Feels Like Graduation Day.
Up in the choir loft at St. Jane's, we have a slate of hymns today that I have never heard before, let alone sung. But I must be learning something at NPAS, because with only one exception I find myself reading the music easily. I wish I had learned that skill when I was much younger.
What a thing to think. There's hardly anything in my life that I don't wish I'd started in on far earlier than I did. Playing an instrument, speaking French and Spanish, buying a house, starting an IRA. . . the list of missed opportunities is endless.

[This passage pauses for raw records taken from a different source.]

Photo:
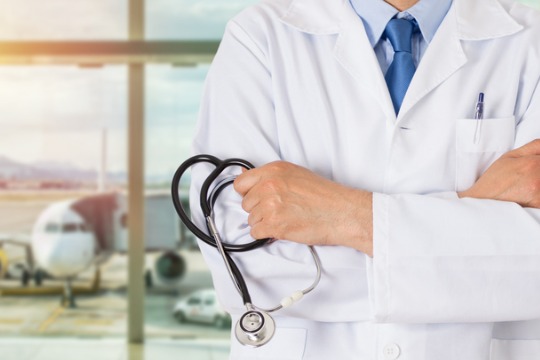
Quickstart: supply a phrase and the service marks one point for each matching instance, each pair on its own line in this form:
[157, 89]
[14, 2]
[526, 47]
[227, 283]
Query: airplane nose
[63, 257]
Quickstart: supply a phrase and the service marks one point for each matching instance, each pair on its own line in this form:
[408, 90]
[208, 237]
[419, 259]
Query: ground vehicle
[202, 306]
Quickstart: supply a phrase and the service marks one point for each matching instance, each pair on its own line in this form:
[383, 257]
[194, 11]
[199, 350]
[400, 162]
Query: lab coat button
[391, 352]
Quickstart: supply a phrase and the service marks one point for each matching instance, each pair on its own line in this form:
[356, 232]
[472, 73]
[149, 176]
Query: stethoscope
[255, 327]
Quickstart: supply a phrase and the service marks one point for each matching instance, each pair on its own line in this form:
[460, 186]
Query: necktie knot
[400, 73]
[399, 32]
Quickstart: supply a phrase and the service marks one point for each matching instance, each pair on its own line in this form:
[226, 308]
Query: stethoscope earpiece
[255, 328]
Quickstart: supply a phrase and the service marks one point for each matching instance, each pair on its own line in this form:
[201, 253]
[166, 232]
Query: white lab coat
[450, 278]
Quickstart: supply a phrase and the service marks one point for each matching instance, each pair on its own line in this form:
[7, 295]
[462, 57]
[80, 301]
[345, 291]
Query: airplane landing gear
[68, 298]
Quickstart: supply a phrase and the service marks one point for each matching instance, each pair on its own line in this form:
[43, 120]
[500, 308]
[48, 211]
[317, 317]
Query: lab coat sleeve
[443, 259]
[237, 119]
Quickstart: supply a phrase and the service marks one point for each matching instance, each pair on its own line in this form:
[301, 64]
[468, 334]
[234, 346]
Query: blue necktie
[399, 75]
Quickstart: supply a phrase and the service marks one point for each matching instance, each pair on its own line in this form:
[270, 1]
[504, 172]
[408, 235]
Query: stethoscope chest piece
[255, 328]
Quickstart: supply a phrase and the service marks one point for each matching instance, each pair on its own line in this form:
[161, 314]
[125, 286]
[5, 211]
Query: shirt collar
[375, 14]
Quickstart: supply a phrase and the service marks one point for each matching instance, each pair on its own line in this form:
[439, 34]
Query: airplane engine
[168, 269]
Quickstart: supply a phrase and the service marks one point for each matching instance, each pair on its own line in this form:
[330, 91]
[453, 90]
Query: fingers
[245, 181]
[531, 148]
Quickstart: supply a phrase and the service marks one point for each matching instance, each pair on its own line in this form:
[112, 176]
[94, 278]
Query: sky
[58, 113]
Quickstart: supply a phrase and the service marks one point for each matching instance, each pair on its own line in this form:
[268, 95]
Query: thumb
[531, 148]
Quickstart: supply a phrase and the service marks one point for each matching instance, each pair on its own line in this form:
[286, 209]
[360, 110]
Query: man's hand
[286, 201]
[514, 177]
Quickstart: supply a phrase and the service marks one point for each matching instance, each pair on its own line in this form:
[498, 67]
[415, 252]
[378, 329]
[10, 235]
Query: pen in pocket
[478, 115]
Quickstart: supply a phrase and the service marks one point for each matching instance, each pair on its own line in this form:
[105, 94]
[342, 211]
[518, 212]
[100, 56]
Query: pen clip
[479, 115]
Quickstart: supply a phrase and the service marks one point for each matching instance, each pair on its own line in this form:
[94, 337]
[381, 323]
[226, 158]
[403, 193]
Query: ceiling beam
[94, 53]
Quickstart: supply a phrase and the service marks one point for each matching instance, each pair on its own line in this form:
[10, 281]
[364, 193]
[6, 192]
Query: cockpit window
[52, 228]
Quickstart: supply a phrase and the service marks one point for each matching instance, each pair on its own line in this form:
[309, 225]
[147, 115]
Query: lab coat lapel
[443, 57]
[355, 53]
[466, 20]
[352, 50]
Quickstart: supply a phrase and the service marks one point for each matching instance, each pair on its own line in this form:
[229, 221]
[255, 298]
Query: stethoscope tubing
[208, 198]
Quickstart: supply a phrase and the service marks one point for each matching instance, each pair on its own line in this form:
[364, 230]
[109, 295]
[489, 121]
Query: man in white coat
[424, 214]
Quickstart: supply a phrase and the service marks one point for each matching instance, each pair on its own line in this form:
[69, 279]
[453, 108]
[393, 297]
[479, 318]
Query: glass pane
[63, 19]
[179, 300]
[190, 19]
[62, 127]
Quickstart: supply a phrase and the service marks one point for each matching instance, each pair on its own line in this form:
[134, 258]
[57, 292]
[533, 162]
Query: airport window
[63, 19]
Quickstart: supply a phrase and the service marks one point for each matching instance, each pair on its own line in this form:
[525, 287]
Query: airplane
[71, 236]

Mary Ann and I don't miss the opportunity to have breakfast together at Mattina Bella. We have not been there in months. I wonder why. It's just as good as ever. MA has the Country Boy omelette (containing all the meats from the menu) and I have a combo breakfast with soft-scrambled eggs, bacon, the multi-grain toast from Susan Spicer, and a pancake. It will be the only meal today for either of us.
We get caught in, of all things, a bicycle race. A circuitous route through old town Covington has these ultra-modern bikes zooming around corners. Traffic is detoured, putting a crimp in the business at Mattina Bella. Which is to say 89 percent full instead of the full hundred with a waiting list.
This afternoon is the second and final performance of NPAS's Americana concert. The music is playing in my brain far better than it was only two days ago. On the other hand, I still lack a good grip on "Shenandoah."
When the concert ends, everybody disperses quickly into the sunny Sunday afternoon. Our season, begun in October 2015, is over. We will not meet again for over two months. What ever will we do on our Monday rehearsal nights?
Something about this gives me the feeling I had at my high-school graduation. And my college graduation, too. And when we moved from Mid-City to Abita Springs.
Funny.
Mattina Bella. Covington: 421 E Gibson. 985-892-0708.